C’est une oeuvre peu banal que je vous propose de découvrir aujourd’hui. Il s’agit d’un roman en vers écrit entre 1823 et 1830 par Alexandre Pouchkine dont j’avais déjà chroniqué une nouvelle. Contrairement à ce qu’on pourrait penser, il n’est pas plus difficile de rentrer dans cette histoire que dans une autre qui serait prosaïque. Au contraire, la musicalité de ces vers, admirablement traduits en français par André Markowicz, donne un rythme à ce roman qu’il est rare de retrouver ailleurs. L’écriture est très fluide, et même ceux qui goûtent peu à la poésie pourront trouver leur bonheur dans cet ouvrage.

Il est question ici d’un jeune dandy pétersbougeois, Evguéni (Eugène) Onéguine, en peu las de la vie, qui part à la campagne à l’occasion d’un héritage. Il devient ami avec Vladimir Lenski qui lui fait rencontrer les soeurs Larine. Lenski souhaite se marier avec la cadette, Olga et Onéguine est devenu la cible de l’amour fou de Tatiana, l’aînée.
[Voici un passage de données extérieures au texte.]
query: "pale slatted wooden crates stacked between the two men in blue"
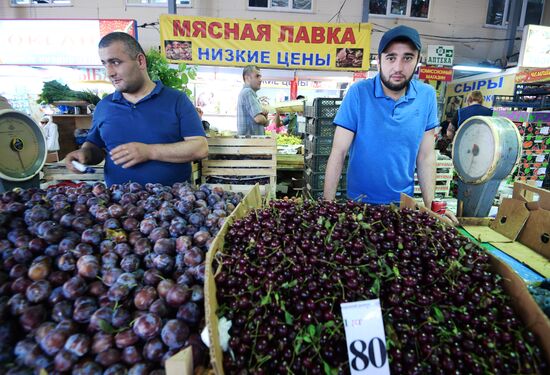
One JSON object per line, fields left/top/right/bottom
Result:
{"left": 201, "top": 136, "right": 277, "bottom": 196}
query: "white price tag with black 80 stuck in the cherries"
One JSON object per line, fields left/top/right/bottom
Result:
{"left": 340, "top": 299, "right": 390, "bottom": 375}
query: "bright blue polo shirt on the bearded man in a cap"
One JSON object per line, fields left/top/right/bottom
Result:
{"left": 334, "top": 75, "right": 439, "bottom": 204}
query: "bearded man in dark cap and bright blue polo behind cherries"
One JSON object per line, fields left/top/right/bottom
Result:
{"left": 324, "top": 26, "right": 439, "bottom": 207}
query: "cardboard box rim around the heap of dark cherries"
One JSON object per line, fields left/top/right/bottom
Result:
{"left": 205, "top": 187, "right": 550, "bottom": 375}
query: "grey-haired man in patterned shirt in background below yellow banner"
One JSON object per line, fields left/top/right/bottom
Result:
{"left": 237, "top": 65, "right": 269, "bottom": 135}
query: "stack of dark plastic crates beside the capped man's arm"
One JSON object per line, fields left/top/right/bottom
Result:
{"left": 304, "top": 98, "right": 347, "bottom": 199}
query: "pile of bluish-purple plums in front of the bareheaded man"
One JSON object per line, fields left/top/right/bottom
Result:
{"left": 0, "top": 183, "right": 241, "bottom": 374}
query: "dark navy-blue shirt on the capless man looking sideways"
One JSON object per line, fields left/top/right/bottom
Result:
{"left": 86, "top": 82, "right": 205, "bottom": 186}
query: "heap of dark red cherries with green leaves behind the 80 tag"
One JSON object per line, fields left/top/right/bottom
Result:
{"left": 218, "top": 200, "right": 548, "bottom": 374}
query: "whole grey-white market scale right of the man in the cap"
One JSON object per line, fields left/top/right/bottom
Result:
{"left": 453, "top": 116, "right": 522, "bottom": 217}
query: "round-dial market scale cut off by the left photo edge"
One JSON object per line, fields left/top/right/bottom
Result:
{"left": 0, "top": 109, "right": 47, "bottom": 192}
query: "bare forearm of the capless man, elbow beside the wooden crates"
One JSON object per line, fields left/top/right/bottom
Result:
{"left": 149, "top": 137, "right": 208, "bottom": 163}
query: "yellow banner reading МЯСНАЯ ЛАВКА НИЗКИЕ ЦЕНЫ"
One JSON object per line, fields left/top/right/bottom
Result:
{"left": 160, "top": 14, "right": 371, "bottom": 71}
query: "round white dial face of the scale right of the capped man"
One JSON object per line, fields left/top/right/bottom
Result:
{"left": 453, "top": 122, "right": 497, "bottom": 183}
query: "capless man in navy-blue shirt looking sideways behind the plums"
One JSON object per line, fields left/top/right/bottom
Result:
{"left": 66, "top": 32, "right": 208, "bottom": 186}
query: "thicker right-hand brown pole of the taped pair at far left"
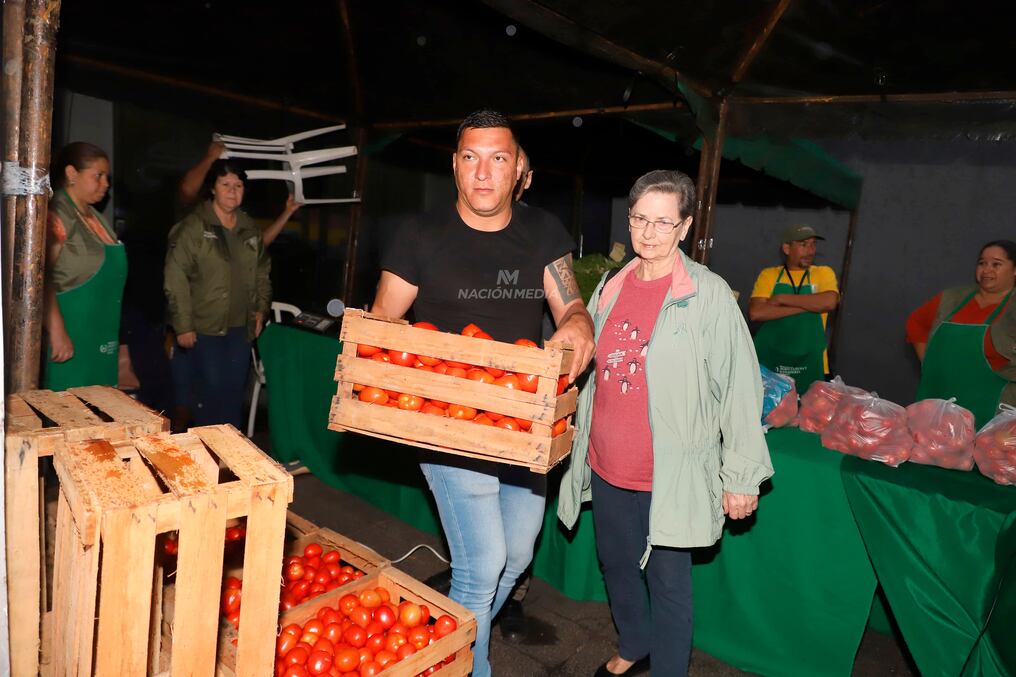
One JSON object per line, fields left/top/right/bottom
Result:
{"left": 8, "top": 0, "right": 60, "bottom": 392}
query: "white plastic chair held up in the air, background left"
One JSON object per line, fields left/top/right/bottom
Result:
{"left": 214, "top": 125, "right": 360, "bottom": 204}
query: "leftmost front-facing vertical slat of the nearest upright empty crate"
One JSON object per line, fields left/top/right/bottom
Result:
{"left": 96, "top": 505, "right": 157, "bottom": 677}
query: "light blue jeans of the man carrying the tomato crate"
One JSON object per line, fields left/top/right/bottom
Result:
{"left": 420, "top": 456, "right": 547, "bottom": 677}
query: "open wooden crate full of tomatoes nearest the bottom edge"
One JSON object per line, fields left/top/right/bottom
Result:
{"left": 219, "top": 567, "right": 477, "bottom": 677}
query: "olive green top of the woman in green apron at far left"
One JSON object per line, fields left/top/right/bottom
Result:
{"left": 47, "top": 190, "right": 117, "bottom": 294}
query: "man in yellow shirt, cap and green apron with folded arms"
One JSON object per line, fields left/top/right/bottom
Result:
{"left": 748, "top": 225, "right": 839, "bottom": 394}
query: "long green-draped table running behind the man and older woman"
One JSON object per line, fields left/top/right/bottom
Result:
{"left": 258, "top": 325, "right": 875, "bottom": 675}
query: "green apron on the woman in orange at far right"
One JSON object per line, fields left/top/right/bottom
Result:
{"left": 916, "top": 290, "right": 1012, "bottom": 428}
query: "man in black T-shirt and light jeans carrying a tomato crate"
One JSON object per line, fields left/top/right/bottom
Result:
{"left": 372, "top": 111, "right": 594, "bottom": 677}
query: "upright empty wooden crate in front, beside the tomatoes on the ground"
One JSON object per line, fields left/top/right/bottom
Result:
{"left": 50, "top": 426, "right": 293, "bottom": 676}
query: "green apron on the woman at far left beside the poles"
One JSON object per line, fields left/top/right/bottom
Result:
{"left": 43, "top": 243, "right": 127, "bottom": 390}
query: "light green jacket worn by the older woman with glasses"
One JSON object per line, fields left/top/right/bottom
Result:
{"left": 558, "top": 253, "right": 772, "bottom": 566}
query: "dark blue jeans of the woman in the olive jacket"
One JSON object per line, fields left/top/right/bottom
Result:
{"left": 174, "top": 326, "right": 251, "bottom": 430}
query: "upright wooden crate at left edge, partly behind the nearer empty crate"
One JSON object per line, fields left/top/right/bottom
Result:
{"left": 4, "top": 385, "right": 170, "bottom": 675}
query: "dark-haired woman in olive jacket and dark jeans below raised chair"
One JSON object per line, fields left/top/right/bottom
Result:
{"left": 164, "top": 160, "right": 271, "bottom": 427}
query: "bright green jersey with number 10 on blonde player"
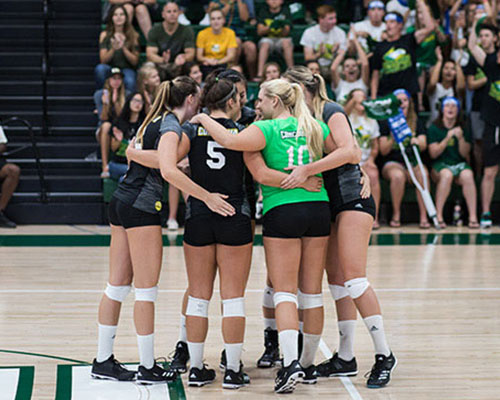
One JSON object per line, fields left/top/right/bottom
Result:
{"left": 252, "top": 117, "right": 330, "bottom": 214}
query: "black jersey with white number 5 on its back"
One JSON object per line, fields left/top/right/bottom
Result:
{"left": 182, "top": 118, "right": 250, "bottom": 219}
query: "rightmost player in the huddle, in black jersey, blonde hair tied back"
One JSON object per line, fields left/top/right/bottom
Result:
{"left": 282, "top": 67, "right": 396, "bottom": 388}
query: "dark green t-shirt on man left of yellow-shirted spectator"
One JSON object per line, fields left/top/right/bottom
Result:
{"left": 147, "top": 22, "right": 195, "bottom": 62}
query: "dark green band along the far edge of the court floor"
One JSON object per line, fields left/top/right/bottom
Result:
{"left": 0, "top": 232, "right": 500, "bottom": 247}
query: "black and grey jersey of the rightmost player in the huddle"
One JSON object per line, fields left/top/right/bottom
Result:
{"left": 322, "top": 102, "right": 362, "bottom": 209}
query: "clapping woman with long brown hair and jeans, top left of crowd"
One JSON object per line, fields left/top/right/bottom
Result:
{"left": 95, "top": 5, "right": 139, "bottom": 91}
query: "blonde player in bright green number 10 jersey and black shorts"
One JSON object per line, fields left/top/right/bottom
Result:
{"left": 192, "top": 79, "right": 336, "bottom": 393}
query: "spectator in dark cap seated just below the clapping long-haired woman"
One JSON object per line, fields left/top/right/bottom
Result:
{"left": 94, "top": 68, "right": 126, "bottom": 178}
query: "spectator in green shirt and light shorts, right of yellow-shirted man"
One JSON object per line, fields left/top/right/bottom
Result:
{"left": 255, "top": 0, "right": 293, "bottom": 81}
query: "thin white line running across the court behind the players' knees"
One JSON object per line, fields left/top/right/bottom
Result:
{"left": 0, "top": 287, "right": 500, "bottom": 294}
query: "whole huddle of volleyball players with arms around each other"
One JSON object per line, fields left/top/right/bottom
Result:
{"left": 91, "top": 66, "right": 396, "bottom": 393}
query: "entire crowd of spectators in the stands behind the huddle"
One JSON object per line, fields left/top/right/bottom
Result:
{"left": 94, "top": 0, "right": 500, "bottom": 229}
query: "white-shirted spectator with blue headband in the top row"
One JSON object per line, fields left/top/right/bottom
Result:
{"left": 354, "top": 0, "right": 385, "bottom": 54}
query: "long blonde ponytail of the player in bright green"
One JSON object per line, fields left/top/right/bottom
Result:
{"left": 290, "top": 83, "right": 323, "bottom": 158}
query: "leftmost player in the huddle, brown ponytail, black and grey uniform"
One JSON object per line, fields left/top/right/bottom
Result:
{"left": 91, "top": 77, "right": 199, "bottom": 384}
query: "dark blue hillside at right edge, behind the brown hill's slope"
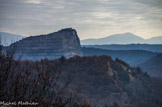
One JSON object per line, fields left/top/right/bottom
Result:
{"left": 139, "top": 53, "right": 162, "bottom": 78}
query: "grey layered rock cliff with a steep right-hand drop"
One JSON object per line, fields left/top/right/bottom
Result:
{"left": 8, "top": 28, "right": 82, "bottom": 60}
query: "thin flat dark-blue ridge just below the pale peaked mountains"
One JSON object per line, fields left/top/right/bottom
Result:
{"left": 82, "top": 44, "right": 162, "bottom": 52}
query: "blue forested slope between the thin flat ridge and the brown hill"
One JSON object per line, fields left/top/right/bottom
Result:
{"left": 82, "top": 48, "right": 157, "bottom": 66}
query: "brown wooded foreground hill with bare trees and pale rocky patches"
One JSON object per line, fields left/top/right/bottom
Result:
{"left": 0, "top": 53, "right": 162, "bottom": 107}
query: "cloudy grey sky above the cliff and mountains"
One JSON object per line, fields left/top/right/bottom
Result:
{"left": 0, "top": 0, "right": 162, "bottom": 39}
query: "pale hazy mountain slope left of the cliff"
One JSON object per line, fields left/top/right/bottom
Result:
{"left": 0, "top": 32, "right": 25, "bottom": 46}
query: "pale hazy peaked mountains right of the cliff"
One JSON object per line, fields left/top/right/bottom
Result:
{"left": 81, "top": 33, "right": 162, "bottom": 45}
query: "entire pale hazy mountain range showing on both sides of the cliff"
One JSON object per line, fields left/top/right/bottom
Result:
{"left": 0, "top": 32, "right": 162, "bottom": 46}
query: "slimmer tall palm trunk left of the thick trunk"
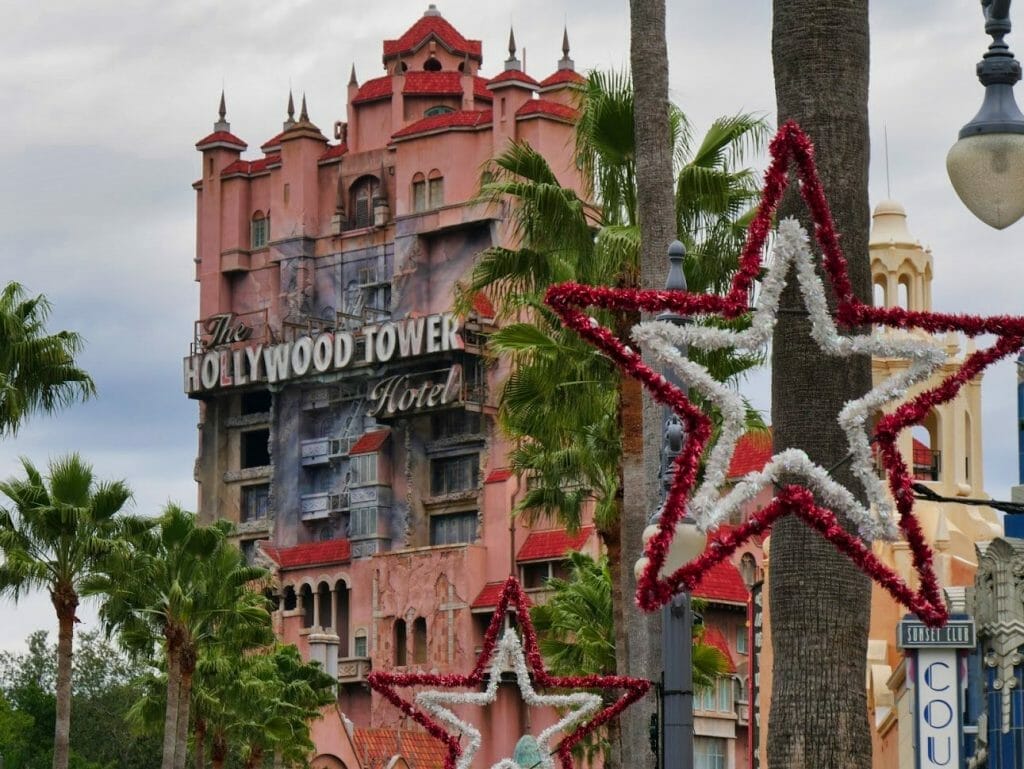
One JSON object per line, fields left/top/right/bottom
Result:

Je ne vous en dirai pas plus, juste qu’on a très envie par moment de donner une gifle à ce privilégié d’Eugène qui n’a pas forcément les bonnes réactions… bref, la suite est faite d’un coup de feu, de mariage, de départ, de retrouvailles. Ce que j’ai trouvé très plaisant dans ce livre, c’est notre relation privilégié avec l’auteur qui n’hésite pas à prendre la parole directement : coupant le récit, il nous nargue sa vie, ses points de vue sans pour autant que cette dichotomie avec le récit fictionnel nous dérange. Au contraire, on a presque l’impression que tout cela est naturelle, on ne fait que partager une discussion avec un bon ami…

Même si ce roman est remplie de références culturelles pointues ou qui nous sont étrangères, son thème est universel. Il faut juste franchir le pas des quelques a priori sur la forme qui pourrait vous bloquer et se vous laisser porter par ces vers, ces sonorités et ce rythme qui rendra ce livre encore plus savoureux. C’est une bien maigre chronique pour un tel ouvrage, la seule chose que je peux vous (pré)dire : vous allez pousser un soupir de bonheur et d’aise en refermant ce bouquin.